Dialogue de mes lampes
Rééd. française: «Œuvres complètes - Dialogue de mes lampes et autres textes», [éd. établie et présentée par François Leperlier] - Éd. Jean-Michel Place, Paris, 1998. ISBN 2 85893 297 2.

 

Dès 1924, en France, le tout-Paris vrombissait à l'ère du surréalisme, une école de pensée que l'on avait appris à digérer en des termes durs et résistants:

"Automatisme psychique pur par lequel on se propose d'exprimer, soit par écrit, soit de toute autre manière, le fonctionnement de la pensée. Dictée de la pensée en l'absence de tout contrôle exercé par la raison, en dehors de toute préoccupation esthétique ou morale. Le surréalisme repose sur la croyance à la réalité supérieure de certaines formes d'association négligées jusqu'à lui, à la toute-puissance du rêve, au jeu désintéressé de la pensée. Il tend à ruiner définitivement tous les autres mécanismes psychiques et à se substituer à eux dans la résolution des principaux problèmes de la vie."1

C'est ainsi qu'Aragon et Éluard, dans les années qui suivirent 1930, avaient cru bon remouler ce courant d'idées en rétablissant "le lien entre la liberté du langage et la présence de l'événement".

Curieusement, dès les années 40, en Haïti, la tendance surréaliste a dressé en parallèle à tous les actes de l'Indigénisme 2 un mur greffé de mots obscurs et de paroles magiques, contre tout ordre, où le désordre établi était connaissance et mémoire. Plus on minimisait l'enjeu véritable de réel affrontement, plus cette nouvelle apparition devenait terrifiante.

"En poésie", disait Léon LaLeau, "ce qui compte, c'est le cœur guidé par la raison." Ainsi, après un flirt déraisonné à la tribune des Griots, survinrent Magloire Saint-Aude et ses dialogues si abstraits dans leurs dimensions historiques et politiques. Mais qu'a pu gagner le surréalisme de cette confrontation avec l'Indigénisme?

"Et tel de nos poètes, n'étant plus notre seul surréaliste, se réfugie dans la fierté chronologique d'en être le premier en date." 3 Cette autre phrase de Léon Laleau dit bien l'ouverture incroyable que se sont fait l'apparence, la parole et "le désespoir orgueilleux de Saint-Aude". Si toute l'importance de l'œuvre du poète "repose dans sa situation de rupture avec les codes dominants" de l'époque, il faut aussi s'interroger sur la raison de ce changement brusque et sur le bouleversement psychologique qu'a connu l'auteur du Déchu (1956). Car, avant d'être un poète surréaliste, Saint-Aude ou Clément Magloire Fils avait entre-temps fait paraître dans le tout premier numéro de la revue Les Griots (juillet-août-septembre 1938) une nouvelle à caractère indigéniste: Ledest ou le gangan de Hinche. Et dès 1932, alors qu'il était âgé de 20 ans, on pouvait déjà lire dans La Relève une demi-douzaine de ses poèmes où le Frère Raphaël Berrou a décelé l'influence du Gide des Nourritures terrestres.
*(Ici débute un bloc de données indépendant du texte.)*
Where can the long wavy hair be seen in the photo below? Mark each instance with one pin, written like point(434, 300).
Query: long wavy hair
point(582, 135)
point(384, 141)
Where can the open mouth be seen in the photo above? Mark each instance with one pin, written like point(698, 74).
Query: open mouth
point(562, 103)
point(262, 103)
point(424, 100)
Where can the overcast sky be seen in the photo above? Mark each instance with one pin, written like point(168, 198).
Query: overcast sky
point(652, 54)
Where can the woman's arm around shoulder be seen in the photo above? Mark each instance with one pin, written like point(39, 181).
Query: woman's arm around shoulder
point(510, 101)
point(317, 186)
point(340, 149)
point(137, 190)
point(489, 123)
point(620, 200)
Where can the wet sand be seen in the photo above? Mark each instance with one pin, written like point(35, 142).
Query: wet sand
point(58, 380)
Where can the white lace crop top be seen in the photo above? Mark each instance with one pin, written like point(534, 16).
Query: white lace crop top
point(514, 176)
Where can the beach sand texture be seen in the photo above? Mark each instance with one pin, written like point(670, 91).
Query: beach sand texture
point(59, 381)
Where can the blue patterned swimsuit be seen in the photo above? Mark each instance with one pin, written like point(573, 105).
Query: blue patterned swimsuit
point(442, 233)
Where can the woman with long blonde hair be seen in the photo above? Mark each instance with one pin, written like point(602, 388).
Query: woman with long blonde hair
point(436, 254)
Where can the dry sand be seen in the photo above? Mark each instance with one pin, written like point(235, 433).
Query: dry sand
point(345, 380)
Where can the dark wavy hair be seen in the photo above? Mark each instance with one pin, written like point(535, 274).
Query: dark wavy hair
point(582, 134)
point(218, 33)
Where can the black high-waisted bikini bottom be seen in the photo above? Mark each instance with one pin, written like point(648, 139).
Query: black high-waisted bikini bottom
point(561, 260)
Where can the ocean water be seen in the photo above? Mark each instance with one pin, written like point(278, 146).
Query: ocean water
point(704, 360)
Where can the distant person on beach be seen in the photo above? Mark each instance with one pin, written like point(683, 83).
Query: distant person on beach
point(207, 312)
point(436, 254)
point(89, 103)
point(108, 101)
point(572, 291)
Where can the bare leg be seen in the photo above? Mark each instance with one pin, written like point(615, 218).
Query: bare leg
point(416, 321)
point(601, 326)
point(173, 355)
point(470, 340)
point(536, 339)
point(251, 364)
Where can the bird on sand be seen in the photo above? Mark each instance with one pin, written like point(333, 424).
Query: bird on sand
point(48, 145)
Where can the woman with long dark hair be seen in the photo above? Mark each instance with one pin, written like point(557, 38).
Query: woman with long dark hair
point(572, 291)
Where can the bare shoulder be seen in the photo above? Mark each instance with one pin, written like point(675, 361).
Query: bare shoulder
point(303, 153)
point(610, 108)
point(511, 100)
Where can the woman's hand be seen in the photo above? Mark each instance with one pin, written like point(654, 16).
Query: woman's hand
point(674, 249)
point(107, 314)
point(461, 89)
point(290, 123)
Entre l'œuvre réaliste de Saint-Aude et celle surréaliste du dit poète naît et gît un monde absolument paradoxal et inconnu, ce qui a porté certains critiques à parler "d'accident dans la carrière littéraire de Clément Magloire Fils". Car, entre les deux premières œuvres surréalistes de Saint-Aude (Dialogue de mes lampes, 1941; Tabou, 1941) et son recueil Déchu (1956), il faut remarquer tout un vide de quinze ans - la quête de l'inconscient! - au cours duquel ont été publiés un roman, Parias (1949), et deux récits, Ombres et reflets (1952) et Veillée (1956). Mais pourquoi ce tour à tour d'esthétique? Est-ce dans l'inconscient que demeure la clef de ce mystère.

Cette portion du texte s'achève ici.